When the demand for energy peaks, the water from the top reservoir is released back to the bottom reservoir through turbines and this turbine turns a generator that then provides electricity. The drawback to this approach is quite glaring; it is only economically feasible for large-scale systems. Also, the construction of dams and reservoirs is a huge turnoff, leading to several abandoned projects.
Compressed Air Energy Storage
In this approach, electricity is used to pump ambient air into a storage container and then when the energy is needed, the compressed air is expanded to drive a turbine. This is another sophisticated technology requiring storage facilities that are expensive to implement.
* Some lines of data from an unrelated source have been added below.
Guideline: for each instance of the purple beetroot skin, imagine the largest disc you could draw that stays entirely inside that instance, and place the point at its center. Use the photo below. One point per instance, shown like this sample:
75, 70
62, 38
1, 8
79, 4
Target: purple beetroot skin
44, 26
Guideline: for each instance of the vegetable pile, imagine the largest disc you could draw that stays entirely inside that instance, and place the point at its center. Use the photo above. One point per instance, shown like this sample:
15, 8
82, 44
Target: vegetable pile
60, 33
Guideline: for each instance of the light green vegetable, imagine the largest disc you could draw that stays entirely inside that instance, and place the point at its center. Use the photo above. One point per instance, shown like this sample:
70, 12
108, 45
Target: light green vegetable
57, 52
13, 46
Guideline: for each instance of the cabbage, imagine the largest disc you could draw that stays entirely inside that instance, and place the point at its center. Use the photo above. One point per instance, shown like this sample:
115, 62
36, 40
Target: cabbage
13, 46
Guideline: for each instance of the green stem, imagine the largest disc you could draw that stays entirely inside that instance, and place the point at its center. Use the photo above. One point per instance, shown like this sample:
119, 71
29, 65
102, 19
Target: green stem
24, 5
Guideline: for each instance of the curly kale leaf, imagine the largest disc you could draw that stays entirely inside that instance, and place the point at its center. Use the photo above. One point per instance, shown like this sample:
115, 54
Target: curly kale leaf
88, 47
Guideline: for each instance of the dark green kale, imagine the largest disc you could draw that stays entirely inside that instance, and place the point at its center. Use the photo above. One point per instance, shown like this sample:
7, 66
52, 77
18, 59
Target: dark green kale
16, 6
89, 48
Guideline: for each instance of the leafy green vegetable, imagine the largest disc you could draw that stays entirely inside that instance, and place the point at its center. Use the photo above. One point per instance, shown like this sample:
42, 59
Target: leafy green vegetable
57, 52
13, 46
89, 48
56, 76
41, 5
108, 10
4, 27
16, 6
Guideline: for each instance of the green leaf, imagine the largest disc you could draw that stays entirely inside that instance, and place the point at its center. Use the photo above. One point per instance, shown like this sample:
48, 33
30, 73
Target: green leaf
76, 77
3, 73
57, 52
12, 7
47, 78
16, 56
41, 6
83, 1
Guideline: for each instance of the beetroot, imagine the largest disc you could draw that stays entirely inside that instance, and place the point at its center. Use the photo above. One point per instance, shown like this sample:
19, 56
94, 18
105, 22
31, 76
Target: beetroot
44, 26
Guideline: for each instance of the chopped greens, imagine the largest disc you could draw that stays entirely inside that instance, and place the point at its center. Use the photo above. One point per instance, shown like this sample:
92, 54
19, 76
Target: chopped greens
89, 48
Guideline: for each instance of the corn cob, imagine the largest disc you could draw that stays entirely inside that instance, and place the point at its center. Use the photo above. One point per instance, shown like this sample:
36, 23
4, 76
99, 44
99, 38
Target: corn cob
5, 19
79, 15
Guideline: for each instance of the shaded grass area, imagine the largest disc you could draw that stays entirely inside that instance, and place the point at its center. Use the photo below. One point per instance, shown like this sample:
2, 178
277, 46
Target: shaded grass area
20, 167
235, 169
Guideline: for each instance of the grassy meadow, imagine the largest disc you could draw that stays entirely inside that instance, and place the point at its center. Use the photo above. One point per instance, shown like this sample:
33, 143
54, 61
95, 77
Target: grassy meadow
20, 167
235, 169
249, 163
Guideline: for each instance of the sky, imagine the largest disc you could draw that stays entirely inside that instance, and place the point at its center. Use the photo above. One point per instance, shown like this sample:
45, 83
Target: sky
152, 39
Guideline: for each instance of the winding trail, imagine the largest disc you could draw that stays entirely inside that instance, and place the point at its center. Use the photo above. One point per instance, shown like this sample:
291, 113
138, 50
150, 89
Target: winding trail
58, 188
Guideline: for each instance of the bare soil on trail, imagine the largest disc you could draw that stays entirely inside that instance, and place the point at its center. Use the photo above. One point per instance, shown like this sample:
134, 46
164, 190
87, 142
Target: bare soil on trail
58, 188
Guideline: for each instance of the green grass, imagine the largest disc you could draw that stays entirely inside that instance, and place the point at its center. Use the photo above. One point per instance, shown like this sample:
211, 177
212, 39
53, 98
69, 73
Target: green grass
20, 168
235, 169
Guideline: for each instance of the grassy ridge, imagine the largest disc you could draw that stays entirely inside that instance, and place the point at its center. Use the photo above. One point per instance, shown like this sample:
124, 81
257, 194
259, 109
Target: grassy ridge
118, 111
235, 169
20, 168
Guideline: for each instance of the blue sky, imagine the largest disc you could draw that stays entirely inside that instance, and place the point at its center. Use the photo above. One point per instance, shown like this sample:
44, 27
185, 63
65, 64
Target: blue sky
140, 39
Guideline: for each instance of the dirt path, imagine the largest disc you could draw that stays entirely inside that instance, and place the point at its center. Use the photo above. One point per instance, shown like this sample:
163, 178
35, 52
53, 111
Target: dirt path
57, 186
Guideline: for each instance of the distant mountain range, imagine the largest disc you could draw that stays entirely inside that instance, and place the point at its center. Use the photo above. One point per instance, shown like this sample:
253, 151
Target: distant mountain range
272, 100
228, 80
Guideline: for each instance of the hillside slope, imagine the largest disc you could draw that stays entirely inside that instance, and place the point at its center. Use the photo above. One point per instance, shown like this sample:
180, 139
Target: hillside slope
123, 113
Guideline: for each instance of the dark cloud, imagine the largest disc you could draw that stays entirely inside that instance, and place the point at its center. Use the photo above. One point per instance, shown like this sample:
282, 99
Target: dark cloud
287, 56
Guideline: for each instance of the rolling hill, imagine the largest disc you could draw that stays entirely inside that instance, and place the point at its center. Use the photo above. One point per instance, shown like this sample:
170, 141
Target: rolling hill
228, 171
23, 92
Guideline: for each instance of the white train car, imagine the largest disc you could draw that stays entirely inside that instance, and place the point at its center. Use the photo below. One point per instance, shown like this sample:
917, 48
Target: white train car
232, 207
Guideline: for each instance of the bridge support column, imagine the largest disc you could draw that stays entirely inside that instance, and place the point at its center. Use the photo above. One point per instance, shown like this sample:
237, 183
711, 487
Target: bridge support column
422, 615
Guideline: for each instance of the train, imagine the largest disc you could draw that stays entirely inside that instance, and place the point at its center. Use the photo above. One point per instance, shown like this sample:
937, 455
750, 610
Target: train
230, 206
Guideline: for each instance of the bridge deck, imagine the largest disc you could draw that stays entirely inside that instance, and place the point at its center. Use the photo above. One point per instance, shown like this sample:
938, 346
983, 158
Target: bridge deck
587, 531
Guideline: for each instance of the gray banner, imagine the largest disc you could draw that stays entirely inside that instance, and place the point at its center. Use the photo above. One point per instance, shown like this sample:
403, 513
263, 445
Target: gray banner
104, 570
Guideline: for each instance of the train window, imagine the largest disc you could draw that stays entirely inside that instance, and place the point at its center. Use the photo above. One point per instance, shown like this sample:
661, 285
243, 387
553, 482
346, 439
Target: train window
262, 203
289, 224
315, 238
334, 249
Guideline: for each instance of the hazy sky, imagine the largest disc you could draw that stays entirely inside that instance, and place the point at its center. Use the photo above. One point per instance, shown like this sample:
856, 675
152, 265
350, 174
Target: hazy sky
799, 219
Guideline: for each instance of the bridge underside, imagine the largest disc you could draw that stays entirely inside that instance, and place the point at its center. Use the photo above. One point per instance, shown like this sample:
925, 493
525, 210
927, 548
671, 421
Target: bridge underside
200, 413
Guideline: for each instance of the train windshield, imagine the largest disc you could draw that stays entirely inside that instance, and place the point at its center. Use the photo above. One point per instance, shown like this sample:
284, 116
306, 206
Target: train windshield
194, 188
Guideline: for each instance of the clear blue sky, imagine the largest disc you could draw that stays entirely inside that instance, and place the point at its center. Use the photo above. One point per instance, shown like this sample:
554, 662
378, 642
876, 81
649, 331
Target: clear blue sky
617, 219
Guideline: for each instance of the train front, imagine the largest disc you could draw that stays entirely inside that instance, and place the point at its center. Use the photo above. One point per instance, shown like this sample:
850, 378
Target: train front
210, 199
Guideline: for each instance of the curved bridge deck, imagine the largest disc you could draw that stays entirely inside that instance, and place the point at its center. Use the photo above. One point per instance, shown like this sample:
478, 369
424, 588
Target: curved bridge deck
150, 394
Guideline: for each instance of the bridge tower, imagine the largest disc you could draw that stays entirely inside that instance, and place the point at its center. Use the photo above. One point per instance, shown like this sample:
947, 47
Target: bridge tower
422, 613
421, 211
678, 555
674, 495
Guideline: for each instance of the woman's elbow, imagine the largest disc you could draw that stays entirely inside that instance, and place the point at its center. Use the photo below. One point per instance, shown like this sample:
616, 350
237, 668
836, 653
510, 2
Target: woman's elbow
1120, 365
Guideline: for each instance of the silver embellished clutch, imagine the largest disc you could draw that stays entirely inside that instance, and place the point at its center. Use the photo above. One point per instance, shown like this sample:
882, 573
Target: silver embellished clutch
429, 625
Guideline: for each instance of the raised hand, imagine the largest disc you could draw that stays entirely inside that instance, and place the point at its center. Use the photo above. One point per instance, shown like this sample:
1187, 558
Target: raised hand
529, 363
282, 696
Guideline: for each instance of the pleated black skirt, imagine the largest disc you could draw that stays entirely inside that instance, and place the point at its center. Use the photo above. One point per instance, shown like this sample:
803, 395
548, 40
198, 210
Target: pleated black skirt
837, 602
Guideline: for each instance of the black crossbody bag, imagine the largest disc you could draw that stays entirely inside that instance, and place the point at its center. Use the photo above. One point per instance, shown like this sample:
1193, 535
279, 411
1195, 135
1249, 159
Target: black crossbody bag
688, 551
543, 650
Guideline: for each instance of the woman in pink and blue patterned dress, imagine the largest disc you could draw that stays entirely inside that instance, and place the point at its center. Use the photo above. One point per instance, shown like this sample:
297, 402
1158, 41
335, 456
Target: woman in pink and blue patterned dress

Think of batteries and three related thoughts surface; the high cost, the low lifespan, and the toxic nature. But for many years, they have been our most utilized energy storage technology, becoming more prevalent with the solar industry boom.
The issue of batteries brings up to the subject matter in this post; flow batteries. We shall go over how it works and see why it is a technology to look out for.
What are Redox Flow Batteries?
In its simplest form, they are defined as batteries that charge and discharge via reduction-oxidation reactions. They work via electrolytes flowing into a common area and then interacting via a membrane to create an electrical charge. There are several electrolytes that can be used for the job; vanadium, zinc, chlorine, and even saltwater solutions.
Compared to lithium-ion batteries, they have a much lower energy density but then, they have several other advantages in their favor. Besides, compared to pumped storage, they are 1000 times denser. They are often used in large capacities and the capacity can simply be increased by adding more tanks. Also, even though they are not easy to move about, the system is such that there’s no need for mobility.
Advancement on Flow Batteries by Stanford University
Even though we knew that flow batteries are enormously important and that they have the potential to revolutionize the energy storage situation, the liquids required to make the change were either very toxic or there was a strict limitation on the temperature at which it could work.
But for William Chueh, an assistant professor of materials science and engineering at Stanford University tried a mix of sodium and potassium and they found that it has 10 times the energy available per gram. A ceramic membrane made of potassium and aluminum oxide was used to keep the positive and negative materials separate without inhibiting the flow of the current.
While this announcement heralds a breakthrough in the field, there is still work to be done. The effectiveness of the membrane is seen at temperatures above 200 degrees Celsius and the researchers are working on a room-temperature battery. A thinner membrane that boosted the power output is already being designed and this offers a bit of promise.